1. i am afraid that i will miss valuable information by "skipping" portions of the class. would you advise me to sit them out, or attend anyway?

2. i am paranoid that i will have difficulty seperating nurse-thinking from paramedic-thinking. has anyone encountered difficulty with that, or have you developed ways to overcome it?

3. has anyone done an rn-paramedic bridge or just plain gone from rn to paramedic and have any words of wisdom they'd like to share??

thanks a bunch and happy st. patricks day!!

emsnut

Specializes in ER/ICU/Flight.

Congratulations and good luck on the flight thing...great job and it sounds like you've got a good plan for yourself.

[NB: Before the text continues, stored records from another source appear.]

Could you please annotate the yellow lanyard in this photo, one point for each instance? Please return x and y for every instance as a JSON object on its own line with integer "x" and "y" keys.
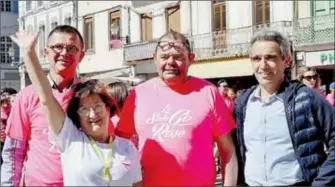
{"x": 101, "y": 156}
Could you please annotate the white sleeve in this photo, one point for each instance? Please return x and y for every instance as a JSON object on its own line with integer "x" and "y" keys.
{"x": 136, "y": 166}
{"x": 67, "y": 134}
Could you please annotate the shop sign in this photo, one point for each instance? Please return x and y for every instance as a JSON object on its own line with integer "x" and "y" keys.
{"x": 320, "y": 58}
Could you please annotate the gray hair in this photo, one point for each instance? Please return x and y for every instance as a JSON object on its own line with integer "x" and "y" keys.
{"x": 274, "y": 36}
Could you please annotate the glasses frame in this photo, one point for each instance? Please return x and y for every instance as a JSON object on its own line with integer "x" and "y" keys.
{"x": 310, "y": 77}
{"x": 94, "y": 108}
{"x": 66, "y": 47}
{"x": 162, "y": 44}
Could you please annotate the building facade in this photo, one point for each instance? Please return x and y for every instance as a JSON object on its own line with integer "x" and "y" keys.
{"x": 314, "y": 38}
{"x": 43, "y": 16}
{"x": 9, "y": 53}
{"x": 219, "y": 31}
{"x": 105, "y": 26}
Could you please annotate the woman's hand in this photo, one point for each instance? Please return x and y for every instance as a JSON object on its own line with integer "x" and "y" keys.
{"x": 26, "y": 40}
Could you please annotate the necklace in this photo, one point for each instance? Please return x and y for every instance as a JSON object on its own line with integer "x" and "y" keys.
{"x": 106, "y": 160}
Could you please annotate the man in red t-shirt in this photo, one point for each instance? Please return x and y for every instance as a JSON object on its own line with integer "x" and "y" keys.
{"x": 177, "y": 118}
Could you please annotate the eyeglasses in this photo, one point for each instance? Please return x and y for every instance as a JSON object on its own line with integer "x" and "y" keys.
{"x": 310, "y": 77}
{"x": 179, "y": 46}
{"x": 58, "y": 48}
{"x": 85, "y": 110}
{"x": 223, "y": 86}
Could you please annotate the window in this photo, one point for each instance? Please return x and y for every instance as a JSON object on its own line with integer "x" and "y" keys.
{"x": 28, "y": 5}
{"x": 323, "y": 8}
{"x": 67, "y": 21}
{"x": 115, "y": 25}
{"x": 146, "y": 27}
{"x": 219, "y": 15}
{"x": 89, "y": 34}
{"x": 54, "y": 24}
{"x": 261, "y": 11}
{"x": 39, "y": 3}
{"x": 5, "y": 45}
{"x": 6, "y": 6}
{"x": 41, "y": 40}
{"x": 30, "y": 28}
{"x": 173, "y": 18}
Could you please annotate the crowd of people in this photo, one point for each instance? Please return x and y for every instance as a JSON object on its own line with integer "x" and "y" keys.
{"x": 62, "y": 131}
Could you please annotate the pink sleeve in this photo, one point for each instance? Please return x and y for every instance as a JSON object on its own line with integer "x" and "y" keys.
{"x": 223, "y": 121}
{"x": 18, "y": 126}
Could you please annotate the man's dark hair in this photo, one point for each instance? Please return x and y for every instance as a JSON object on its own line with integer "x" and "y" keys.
{"x": 67, "y": 29}
{"x": 221, "y": 81}
{"x": 171, "y": 34}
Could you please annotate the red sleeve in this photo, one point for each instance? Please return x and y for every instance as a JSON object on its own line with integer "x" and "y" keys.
{"x": 126, "y": 125}
{"x": 18, "y": 125}
{"x": 223, "y": 121}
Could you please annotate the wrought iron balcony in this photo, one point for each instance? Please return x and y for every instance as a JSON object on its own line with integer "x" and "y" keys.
{"x": 233, "y": 42}
{"x": 222, "y": 44}
{"x": 139, "y": 51}
{"x": 313, "y": 30}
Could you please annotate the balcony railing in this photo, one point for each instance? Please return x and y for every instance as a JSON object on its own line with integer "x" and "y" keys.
{"x": 313, "y": 30}
{"x": 233, "y": 42}
{"x": 139, "y": 51}
{"x": 222, "y": 44}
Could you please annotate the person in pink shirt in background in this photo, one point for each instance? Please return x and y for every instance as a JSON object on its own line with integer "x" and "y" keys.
{"x": 120, "y": 91}
{"x": 177, "y": 118}
{"x": 331, "y": 95}
{"x": 27, "y": 128}
{"x": 223, "y": 89}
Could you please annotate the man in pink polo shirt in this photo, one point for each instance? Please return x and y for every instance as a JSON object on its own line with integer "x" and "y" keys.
{"x": 223, "y": 90}
{"x": 27, "y": 128}
{"x": 177, "y": 118}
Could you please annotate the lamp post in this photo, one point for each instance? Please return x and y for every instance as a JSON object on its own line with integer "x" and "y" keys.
{"x": 11, "y": 54}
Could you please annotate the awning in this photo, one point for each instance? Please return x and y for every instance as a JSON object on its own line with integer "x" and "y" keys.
{"x": 223, "y": 68}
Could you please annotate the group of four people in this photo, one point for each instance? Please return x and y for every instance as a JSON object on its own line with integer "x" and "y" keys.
{"x": 60, "y": 128}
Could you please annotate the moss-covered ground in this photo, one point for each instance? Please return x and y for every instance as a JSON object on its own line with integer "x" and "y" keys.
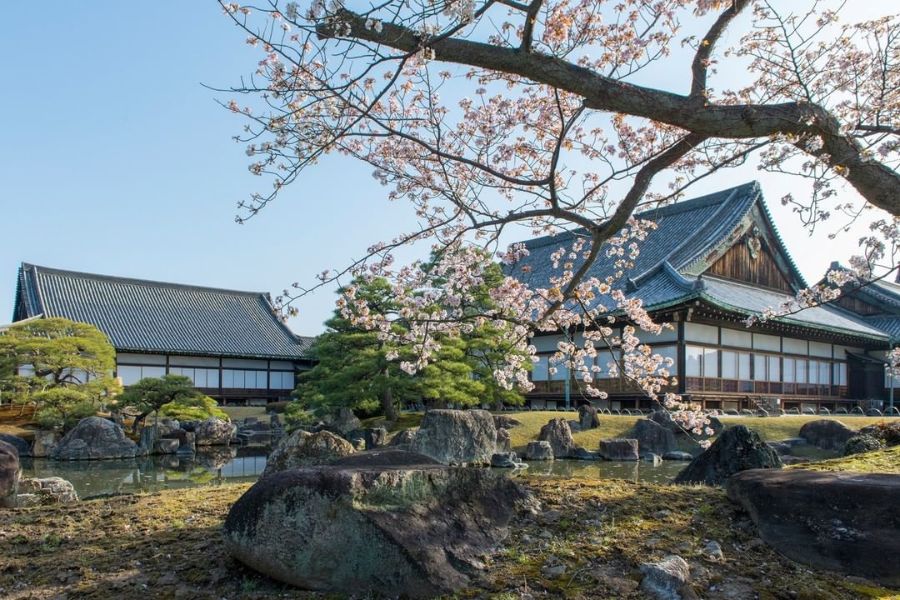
{"x": 168, "y": 545}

As far as the portions of paramedic school that you can opt out of, I wouldn't even think of skipping a whole section but maybe parts of it, e.g. you may feel totally comfortable with 12 leads and coronary anatomy and not need to sit in on all those days but still "audit" some of the class dates. Same with respiratory, if you are comfortable with adventitious breath sounds you don't need to sit in the class and listen to a CD of someone wheezing but there are many parts of respiratory and airway management that are essential to being a good medic and you just don't get that in nursing school. whatever the paramedic program tells you that you are "competent" in, I'd still gauge my attendance in those areas on a day-to-day basis. I respect you for attending a full program instead of some 4 week bridge course and I'm sure your co-workers at the fire house and any future flight jobs you get will feel the same way.

Paramedic vs nursing thinking? Since you started off as a nurse, I think you might have an advantage rather than the other way around. I'm an REMT-P as well as RN and obviously don't mean to insult either discipline at all. My point is I've seen medics feel an irregular pulse, hook up an EKG and see a-fib....then tell the person they are at risk for having a stroke. the patient gets all excited and fearful, asymptomatic and denying complaint but needs to "go get checked out". The medic doesn't realize that the patient has been taking lanoxin and coumadin for years, has no idea what an INR is or even what a TEE might find. Not that the medic CAN'T understand those concepts, they just haven't been exposed to them yet (and of course, this isn't true with all paramedics).

Critical care nursing has more of a "big picture" approach with attention to minute details whereas paramedicine has more of a "what's an immediate life-threat and how much time do I have before we get to the ER?" and remember, as a paramedic, most of your calls will be at the intermediate or basic level. Making things out to be more than they are is a common mistake.

Again, good luck and hope things go well.